A good strategy is to break the literature into "conceptual categories" [themes] rather than systematically describing groups of materials one at a time.Note that conceptual categories generally reveal themselves after you have read most of the pertinent literature on your topic so adding new categories is an on-going process of discovery as you read more studies.
Finally, an effective proposal is judged on the quality of your writing and, therefore, it is important that your writing is coherent, clear, and compelling. This is where you explain the context of your proposal and describe in detail why it's important.
Trinity Western University; Writing Academic Proposals: Conferences, Articles, and Books. In general, a compelling research proposal should document your knowledge of the topic and demonstrate your enthusiasm for conducting the study.
The purpose here is to place your project within the larger whole of what is currently being explored, while demonstrating to your readers that your work is original and innovative.
Think about what questions other researchers have asked, what methods they have used, and what is your understanding of their findings and, where stated, their recommendations.
Note that this section is not an essay going over everything you have learned about the topic; instead, you must choose what is relevant to help explain the goals for your study.
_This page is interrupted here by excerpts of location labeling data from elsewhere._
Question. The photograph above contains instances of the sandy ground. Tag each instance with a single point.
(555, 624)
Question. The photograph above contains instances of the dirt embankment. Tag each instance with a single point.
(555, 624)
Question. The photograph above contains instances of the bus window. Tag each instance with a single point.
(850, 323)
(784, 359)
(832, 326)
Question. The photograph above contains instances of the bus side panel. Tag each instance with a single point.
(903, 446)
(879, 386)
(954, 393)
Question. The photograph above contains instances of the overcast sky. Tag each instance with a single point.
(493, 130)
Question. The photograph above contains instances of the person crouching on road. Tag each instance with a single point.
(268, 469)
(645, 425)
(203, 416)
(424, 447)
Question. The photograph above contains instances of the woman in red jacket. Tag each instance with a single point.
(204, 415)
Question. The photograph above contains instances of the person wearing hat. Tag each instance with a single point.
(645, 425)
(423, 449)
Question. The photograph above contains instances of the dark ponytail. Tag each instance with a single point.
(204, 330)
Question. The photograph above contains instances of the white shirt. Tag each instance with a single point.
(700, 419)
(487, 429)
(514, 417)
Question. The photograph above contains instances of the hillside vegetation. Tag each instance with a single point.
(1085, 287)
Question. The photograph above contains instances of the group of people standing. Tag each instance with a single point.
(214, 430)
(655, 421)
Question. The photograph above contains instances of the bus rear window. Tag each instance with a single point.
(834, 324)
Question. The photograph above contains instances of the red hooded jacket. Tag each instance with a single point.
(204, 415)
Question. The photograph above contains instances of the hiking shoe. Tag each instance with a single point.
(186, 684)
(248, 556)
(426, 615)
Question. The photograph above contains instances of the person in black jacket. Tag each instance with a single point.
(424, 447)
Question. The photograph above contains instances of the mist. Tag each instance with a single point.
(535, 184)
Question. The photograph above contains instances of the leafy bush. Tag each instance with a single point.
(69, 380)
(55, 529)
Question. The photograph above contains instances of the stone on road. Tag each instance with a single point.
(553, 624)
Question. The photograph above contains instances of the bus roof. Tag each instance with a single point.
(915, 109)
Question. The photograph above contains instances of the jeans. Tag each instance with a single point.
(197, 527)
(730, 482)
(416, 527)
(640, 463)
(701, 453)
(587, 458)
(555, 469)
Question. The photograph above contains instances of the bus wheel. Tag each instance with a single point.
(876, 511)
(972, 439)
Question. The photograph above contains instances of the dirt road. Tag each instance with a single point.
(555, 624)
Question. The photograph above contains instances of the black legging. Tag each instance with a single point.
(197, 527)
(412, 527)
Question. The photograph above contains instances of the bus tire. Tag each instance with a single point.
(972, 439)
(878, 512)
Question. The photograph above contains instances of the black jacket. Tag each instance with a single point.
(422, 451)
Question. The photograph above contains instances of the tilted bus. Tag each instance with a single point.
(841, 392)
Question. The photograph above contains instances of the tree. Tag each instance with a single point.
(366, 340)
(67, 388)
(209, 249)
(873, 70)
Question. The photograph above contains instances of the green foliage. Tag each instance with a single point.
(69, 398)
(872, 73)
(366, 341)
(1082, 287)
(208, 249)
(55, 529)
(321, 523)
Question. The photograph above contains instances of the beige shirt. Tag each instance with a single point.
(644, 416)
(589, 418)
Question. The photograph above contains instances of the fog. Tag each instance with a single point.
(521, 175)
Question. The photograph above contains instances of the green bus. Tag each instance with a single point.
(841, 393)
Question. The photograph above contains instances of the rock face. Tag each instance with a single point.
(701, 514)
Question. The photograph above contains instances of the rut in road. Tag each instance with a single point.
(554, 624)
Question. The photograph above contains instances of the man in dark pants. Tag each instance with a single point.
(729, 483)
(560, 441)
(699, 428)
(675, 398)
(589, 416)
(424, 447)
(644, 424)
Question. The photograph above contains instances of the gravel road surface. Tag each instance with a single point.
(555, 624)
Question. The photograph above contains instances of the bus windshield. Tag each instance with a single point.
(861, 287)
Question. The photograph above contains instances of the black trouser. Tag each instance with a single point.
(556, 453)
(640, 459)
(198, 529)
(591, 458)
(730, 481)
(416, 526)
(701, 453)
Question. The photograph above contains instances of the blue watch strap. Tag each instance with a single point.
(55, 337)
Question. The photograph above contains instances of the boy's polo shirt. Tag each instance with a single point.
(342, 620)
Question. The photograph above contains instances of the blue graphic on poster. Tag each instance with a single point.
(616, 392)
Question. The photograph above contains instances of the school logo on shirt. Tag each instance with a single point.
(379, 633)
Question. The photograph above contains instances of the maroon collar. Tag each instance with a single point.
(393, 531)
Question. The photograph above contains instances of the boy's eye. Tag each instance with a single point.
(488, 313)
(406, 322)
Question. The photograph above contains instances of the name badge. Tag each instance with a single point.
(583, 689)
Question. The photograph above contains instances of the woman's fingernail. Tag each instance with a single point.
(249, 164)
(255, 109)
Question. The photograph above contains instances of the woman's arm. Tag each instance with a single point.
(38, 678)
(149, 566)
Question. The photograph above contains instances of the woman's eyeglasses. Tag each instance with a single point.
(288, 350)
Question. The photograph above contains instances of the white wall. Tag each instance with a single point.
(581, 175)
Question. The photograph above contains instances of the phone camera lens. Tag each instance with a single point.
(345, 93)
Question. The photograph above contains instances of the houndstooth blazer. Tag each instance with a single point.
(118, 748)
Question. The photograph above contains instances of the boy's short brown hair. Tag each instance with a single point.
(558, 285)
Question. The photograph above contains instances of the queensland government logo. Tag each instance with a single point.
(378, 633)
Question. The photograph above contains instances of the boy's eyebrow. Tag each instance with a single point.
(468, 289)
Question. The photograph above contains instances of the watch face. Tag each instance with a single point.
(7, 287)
Connected to the background and significance of your study is a section of your proposal devoted to a more deliberate review and synthesis of prior studies related to the research problem under investigation.Do not be afraid to challenge the conclusions of prior research.Assess what you believe is missing and state how previous research has failed to adequately examine the issue that your study addresses.For more information on writing literature reviews, GO HERE.Since a literature review is information dense, it is crucial that this section is intelligently structured to enable a reader to grasp the key arguments underpinning your study in relation to that of other researchers.Research proposals contain extensive literature reviews. They must provide persuasive evidence that a need exists for the proposed study. Information for Students: Writing a Research Proposal. Even if this is just a course assignment, treat your introduction as the initial pitch of an idea or a thorough examination of the significance of a research problem.In addition to providing a rationale, a proposal describes detailed methodology for conducting the research consistent with requirements of the professional or academic field and a statement on anticipated outcomes and/or benefits derived from the study's completion. After reading the introduction, your readers should not only have an understanding of what you want to do, but they should also be able to gain a sense of your passion for the topic and be excited about the study's possible outcomes.Note that such discussions may have either substantive [a potential new policy], theoretical [a potential new understanding], or methodological [a potential new way of analyzing] significance.When thinking about the potential implications of your study, ask the following questions:.This section should be only one or two paragraphs long, emphasizing why the research problem is worth investigating, why your research study is unique, and how it should advance existing knowledge. In either case, this section should testify to the fact that you did enough preparatory work to ensure the project will complement and not duplicate the efforts of other researchers.